Taxing investments is not like taxing capital because most of us have more choice over what we invest in than how much we work. It’s true that a taxi driver or a surgeon might vary the amount of work he puts in based on after tax income, but most of us can’t. We have a job that produces income. If income taxes go up we pretty much don’t change our behavior unless the taxes get so high we quit and join the underground economy. Investing is different. Investing is much more sensitive to tax policy. If earned income were really just as sensitive to tax policy, that would be a good argument for eliminating the income tax altogether and replacing it with a pure consumption tax. After all if you tax something you get less of it.
12.5.2006 9:54pm
Chumund:
Bart,

I doubt even 1/3 of Americans fit your description. But in any event, I think Lindsey's point is in accord with your model: the basic idea is that there are many self-described liberals/Democrats who are also at least somewhat libertarian-minded, which creates an opportunity for libertarian-minded people who have previously supported the Republican party to create a different coalition.

Zarkov,

I must be missing something. Suppose I work until 64, paying the payroll tax the entire time I work, and then I die while still working, and before I can collect any Social Security benefits. How does that put me "ahead in terms of return on SS contributions" relative to someone who lives to, say, 70, contributing until 65 and then collecting benefits until 70?

It seems to me that everyone who pays the payroll tax and then dies before collecting benefits is going to be behind everyone who lives long enough to collect benefits "in terms of return on SS contributions" (all of the former have no return, while all of the latter have at least some return). Dying earlier (e.g., 60 instead of 64, or 45 instead of 60) just means you contributed less, but you still got no return whatsoever on your contribution.
12.6.2006 10:00am
A. Zarkov (mail):
Chumund:

In the interests of simplicity, I assume everyone retires at 65 and starts to collect benefits. Therefore the sooner one dies before age 65, the less their loss. Someone who died before he started paying FICA taxes at all would have no loss.
12.7.2006 7:05am
Chumund:
Zarkov,

Right, but all those people who die after paying payroll taxes but before collecting benefits surely should be accounted for, because they do in fact take a total loss on whatever they paid.
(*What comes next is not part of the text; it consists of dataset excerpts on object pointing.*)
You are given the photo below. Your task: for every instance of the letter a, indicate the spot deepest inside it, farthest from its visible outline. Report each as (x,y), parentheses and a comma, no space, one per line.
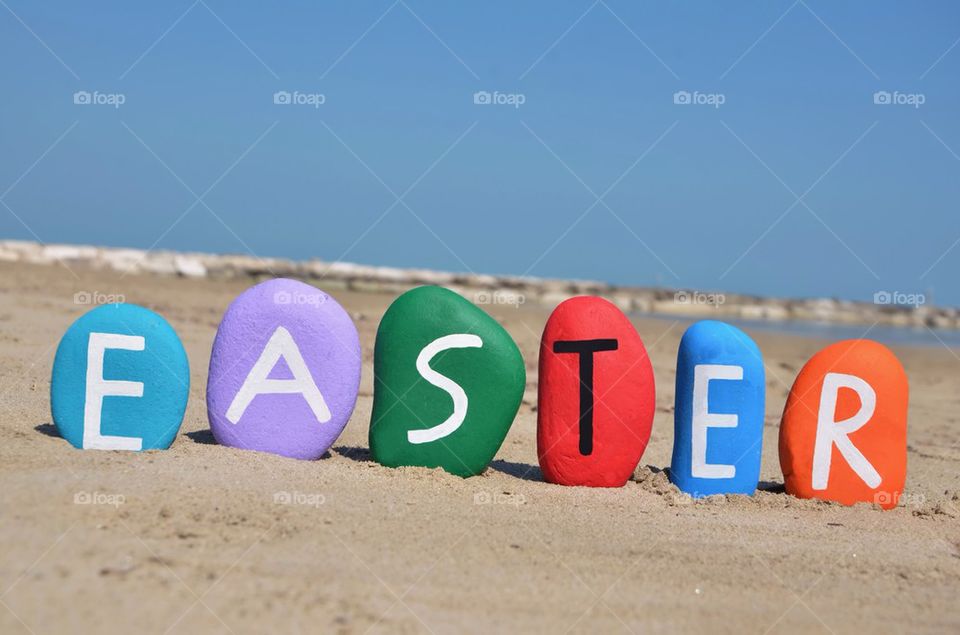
(831,432)
(281,344)
(448,427)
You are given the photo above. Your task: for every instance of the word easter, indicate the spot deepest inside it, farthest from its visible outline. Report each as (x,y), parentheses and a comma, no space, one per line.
(448,380)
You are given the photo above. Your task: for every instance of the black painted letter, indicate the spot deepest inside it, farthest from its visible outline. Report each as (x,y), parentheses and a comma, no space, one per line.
(586,349)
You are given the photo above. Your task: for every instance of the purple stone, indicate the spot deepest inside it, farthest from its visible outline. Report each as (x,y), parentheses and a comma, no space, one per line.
(284,371)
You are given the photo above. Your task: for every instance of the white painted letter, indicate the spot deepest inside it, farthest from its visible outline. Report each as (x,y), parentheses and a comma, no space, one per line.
(97,388)
(831,432)
(281,344)
(704,419)
(459,340)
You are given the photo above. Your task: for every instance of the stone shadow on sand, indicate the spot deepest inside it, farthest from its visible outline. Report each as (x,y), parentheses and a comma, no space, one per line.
(48,429)
(201,436)
(354,453)
(522,471)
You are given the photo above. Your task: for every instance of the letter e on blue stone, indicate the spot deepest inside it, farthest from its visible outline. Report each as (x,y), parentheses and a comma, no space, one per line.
(718,418)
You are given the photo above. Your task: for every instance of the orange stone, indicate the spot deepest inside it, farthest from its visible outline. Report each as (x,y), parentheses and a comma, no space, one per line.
(843,436)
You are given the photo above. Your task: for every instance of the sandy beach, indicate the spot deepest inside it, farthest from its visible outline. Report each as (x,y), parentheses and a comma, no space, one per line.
(204,538)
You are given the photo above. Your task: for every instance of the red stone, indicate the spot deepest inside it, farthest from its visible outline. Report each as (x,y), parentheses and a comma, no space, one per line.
(598,447)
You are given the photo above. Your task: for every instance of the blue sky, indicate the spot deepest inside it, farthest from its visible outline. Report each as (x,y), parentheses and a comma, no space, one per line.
(797,184)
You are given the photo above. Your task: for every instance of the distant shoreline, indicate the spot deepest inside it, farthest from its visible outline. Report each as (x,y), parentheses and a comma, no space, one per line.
(487,289)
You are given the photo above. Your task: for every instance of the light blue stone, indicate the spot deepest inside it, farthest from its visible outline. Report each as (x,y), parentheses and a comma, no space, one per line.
(718,434)
(140,392)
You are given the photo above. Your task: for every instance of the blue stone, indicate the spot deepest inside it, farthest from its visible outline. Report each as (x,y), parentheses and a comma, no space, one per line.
(718,418)
(120,380)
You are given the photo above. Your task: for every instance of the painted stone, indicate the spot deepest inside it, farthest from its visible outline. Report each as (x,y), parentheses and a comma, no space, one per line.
(120,380)
(596,395)
(448,380)
(718,417)
(844,431)
(284,371)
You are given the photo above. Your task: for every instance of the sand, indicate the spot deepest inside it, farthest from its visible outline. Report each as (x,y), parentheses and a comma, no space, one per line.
(191,539)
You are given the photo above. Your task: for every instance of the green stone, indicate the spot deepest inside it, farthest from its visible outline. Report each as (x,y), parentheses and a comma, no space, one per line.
(448,380)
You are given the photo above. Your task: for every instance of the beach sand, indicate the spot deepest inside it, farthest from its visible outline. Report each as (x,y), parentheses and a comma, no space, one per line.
(195,542)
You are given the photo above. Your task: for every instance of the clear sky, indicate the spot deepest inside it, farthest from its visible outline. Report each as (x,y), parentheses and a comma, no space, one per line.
(781,177)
For example, consider the extreme case in which 99.9% of some class (poor, black, etc.) died between 50 and 65. This class would receive almost no return on its contributions to Social Security, and yet your method of looking only at those 0.1% of the members of the class who reached 65 would fail to capture this effect.

I guess I think this is such an obvious point I don't know why you are resisting. If you want to look at how a certain class does with respect to Social Security, you should look at all the members of the class, seeing how their net payments into the system compare with their net withdrawal of benefits from the system. Looking at just one subset of the class (in your case, those who reach the age of 65) seems to be an obvious mistake.
12.7.2006 7:53am
A. Zarkov (mail):
Chumund:

You are correct. What I said only holds for the group that dies before 65, not the class as a whole. Once again I learn not to do some things when one is tired. However, the difference in mortality is still too small to make any real difference. The original point still stands-- it’s absurd to claim that we have a wealth transfer from the poor to the middle class and the rich, even with small loss on SS. By “poor” I mean the people in lower quintile of income who pay negative federal income tax.